Each row in a partitioned table is unambiguously assigned to a single partition. The partition key is a set of one or more columns that determines the partition for each row. Oracle9i automatically directs insert, update, and delete operations to the appropriate partition through the use of the partition key. A partition key:

  • Consists of an ordered list of 1 to 16 columns
  • Cannot contain a LEVEL, ROWID, or MLSLABEL pseudocolumn or a column of type ROWID
  • Can contain columns that are NULLable

Partitioned Tables

Tables can be partitioned into up to 64,000 separate partitions. Any table can be partitioned except those tables containing columns with LONG or LONG RAW datatypes. You can, however, use tables containing columns with CLOB or BLOB datatypes.

Partitioned Index-Organized Tables

You can range partition index-organized tables. This feature is very useful for providing improved manageability, availability and performance for index-organized tables. In addition, data cartridges that use index-organized tables can take advantage of the ability to partition their stored data. Common examples of this are the Image and interMedia cartridges.

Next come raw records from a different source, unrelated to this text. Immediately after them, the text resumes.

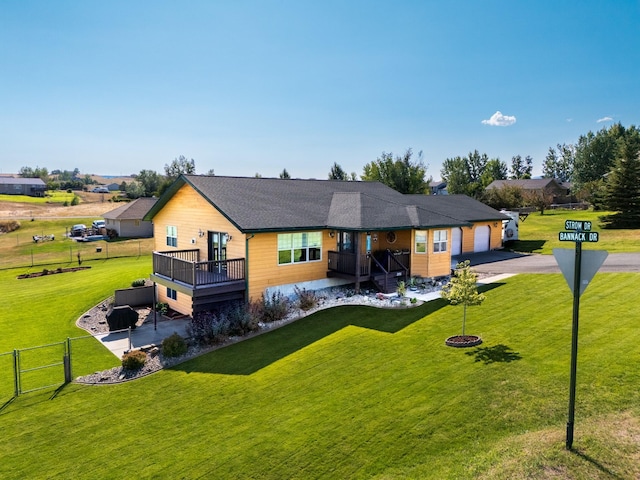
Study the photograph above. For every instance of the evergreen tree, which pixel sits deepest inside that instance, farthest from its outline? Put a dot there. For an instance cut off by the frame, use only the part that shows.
(622, 194)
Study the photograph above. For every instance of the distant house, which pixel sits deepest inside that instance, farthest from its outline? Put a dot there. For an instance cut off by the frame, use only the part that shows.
(232, 238)
(33, 187)
(128, 220)
(438, 187)
(559, 191)
(547, 185)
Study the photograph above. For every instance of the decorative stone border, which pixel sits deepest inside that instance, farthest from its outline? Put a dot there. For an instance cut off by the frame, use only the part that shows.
(462, 341)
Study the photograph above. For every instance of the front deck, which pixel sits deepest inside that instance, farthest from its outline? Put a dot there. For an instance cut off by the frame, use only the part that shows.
(205, 282)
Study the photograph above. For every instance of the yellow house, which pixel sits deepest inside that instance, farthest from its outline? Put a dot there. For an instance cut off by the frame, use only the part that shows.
(233, 238)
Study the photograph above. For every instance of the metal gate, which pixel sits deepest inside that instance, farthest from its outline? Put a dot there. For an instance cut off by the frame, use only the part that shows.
(44, 366)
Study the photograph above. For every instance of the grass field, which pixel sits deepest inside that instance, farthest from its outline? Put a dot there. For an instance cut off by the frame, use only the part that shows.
(18, 248)
(355, 392)
(55, 196)
(539, 233)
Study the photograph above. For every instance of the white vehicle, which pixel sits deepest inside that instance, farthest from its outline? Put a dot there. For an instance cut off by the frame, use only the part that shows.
(510, 227)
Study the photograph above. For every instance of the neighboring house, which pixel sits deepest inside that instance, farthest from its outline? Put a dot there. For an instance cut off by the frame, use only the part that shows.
(34, 187)
(128, 220)
(223, 238)
(438, 187)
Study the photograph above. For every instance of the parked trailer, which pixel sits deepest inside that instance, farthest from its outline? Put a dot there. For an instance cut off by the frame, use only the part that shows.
(510, 227)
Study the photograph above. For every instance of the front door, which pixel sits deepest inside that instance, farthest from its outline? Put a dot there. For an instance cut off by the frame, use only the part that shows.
(217, 250)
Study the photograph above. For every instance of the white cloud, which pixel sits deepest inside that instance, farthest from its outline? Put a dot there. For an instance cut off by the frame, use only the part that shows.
(499, 120)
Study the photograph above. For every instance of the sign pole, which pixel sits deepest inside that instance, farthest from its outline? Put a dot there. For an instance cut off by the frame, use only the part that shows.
(574, 344)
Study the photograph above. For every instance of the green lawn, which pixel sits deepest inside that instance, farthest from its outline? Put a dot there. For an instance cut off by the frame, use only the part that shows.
(357, 392)
(17, 248)
(539, 233)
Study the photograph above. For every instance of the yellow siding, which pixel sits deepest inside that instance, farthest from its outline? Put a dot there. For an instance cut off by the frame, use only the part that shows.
(191, 213)
(264, 271)
(182, 303)
(431, 264)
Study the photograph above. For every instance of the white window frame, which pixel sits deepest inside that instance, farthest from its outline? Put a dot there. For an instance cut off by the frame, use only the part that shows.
(172, 236)
(420, 241)
(299, 247)
(440, 239)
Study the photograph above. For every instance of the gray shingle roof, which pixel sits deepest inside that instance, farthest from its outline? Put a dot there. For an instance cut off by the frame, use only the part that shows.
(271, 204)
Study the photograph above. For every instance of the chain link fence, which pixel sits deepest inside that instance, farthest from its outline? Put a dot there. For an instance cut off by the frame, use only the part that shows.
(76, 253)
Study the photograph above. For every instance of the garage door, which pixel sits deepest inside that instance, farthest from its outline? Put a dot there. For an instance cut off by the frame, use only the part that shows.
(481, 239)
(456, 241)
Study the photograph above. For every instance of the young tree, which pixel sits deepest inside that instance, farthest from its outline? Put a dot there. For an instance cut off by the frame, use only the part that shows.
(462, 289)
(401, 174)
(179, 166)
(467, 175)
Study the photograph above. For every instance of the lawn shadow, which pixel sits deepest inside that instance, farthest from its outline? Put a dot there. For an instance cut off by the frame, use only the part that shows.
(495, 354)
(597, 465)
(528, 246)
(253, 354)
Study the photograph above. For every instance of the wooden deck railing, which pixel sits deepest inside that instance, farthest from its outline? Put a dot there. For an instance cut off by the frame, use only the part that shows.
(183, 266)
(343, 262)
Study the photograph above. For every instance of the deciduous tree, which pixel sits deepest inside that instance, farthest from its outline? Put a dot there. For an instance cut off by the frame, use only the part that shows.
(401, 174)
(462, 289)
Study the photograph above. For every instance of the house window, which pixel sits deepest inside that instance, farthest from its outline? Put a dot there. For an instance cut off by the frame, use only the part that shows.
(172, 236)
(421, 241)
(299, 247)
(440, 241)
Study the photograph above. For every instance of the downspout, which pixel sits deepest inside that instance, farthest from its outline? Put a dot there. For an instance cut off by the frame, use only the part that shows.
(246, 267)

For partitioning an index-organized table:

  • Only range and hash partitioning are supported
  • Partition columns must be a subset of primary key columns
  • Secondary indexes can be partitioned -- locally and globally
  • OVERFLOW data segments are always equipartitioned with the table partitions

Partitioning Methods

Oracle provides the following partitioning methods:

Figure 11-2 offers a graphical view of the methods of partitioning.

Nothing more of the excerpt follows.